Suttree looked down at the thin pink face, teeth pink and black in the red light. He shook his head and sat in the chair and crossed his legs. Harrogate had taken up one of the charts from the table and was looking at it. I aint got no way of knowin how deep I am, he said.

You’ve got no way of knowing how crazy you are.

I’m goin to have to have some help.

You sure are.

I need somebody to tap or somethin. Where they think I’m at.

Where they think you’re at.

Yeah.

Suttree closed his eyes. He pinched the bridge of his nose and shook his head slowly. Harrogate had bent himself once more to the work. Wielding a plastic protractor, his tongue out at the corner of his mouth, reinventing plane geometry. Suttree soon enough found himself watching over the city mouse’s shoulder. By the time the cat came back he was sitting at the little crate himself, describing angles, formulas, the small face of the apprentice felon nodding at his elbow.


In the damp and alveolar deeps beneath the city he probed with a torch he’d stolen, sighting courses from stone to stone to reckon by and charting with his crazed compass a fix of compounded errors. Down old caverns where carboncolored water leaked from overhead or treacly sipes of sewage. Through a region of ruptured ducting and old clay drains and into a dark stone gullet skewered by a jointed cesspipe. Everywhere a liquid dripping, something gone awry in the earth’s organs to which this measured bleeding clocked a constantly eluded doom.

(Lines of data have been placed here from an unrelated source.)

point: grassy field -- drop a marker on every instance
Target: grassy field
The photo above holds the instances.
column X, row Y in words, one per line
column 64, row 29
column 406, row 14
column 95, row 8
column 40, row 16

One afternoon he entered a large vault in which stood from floor to dome and slightly tilted a slender flue of cold white light. Harrogate drew back. There was a scrabbling sound overhead, dirt sifted down. A shadow stained the little figure of light on the stone floor and was snatched away. He advanced cautiously. With the beam of his flashlight he severed the shaft and watched it knit back again. It was only light, a cool bore of it standing moteless in the dark like a phosphorescent rope taut in the black of the sea’s deeps. He balanced it on his palm. Through a small hole in the roof he could see the sky.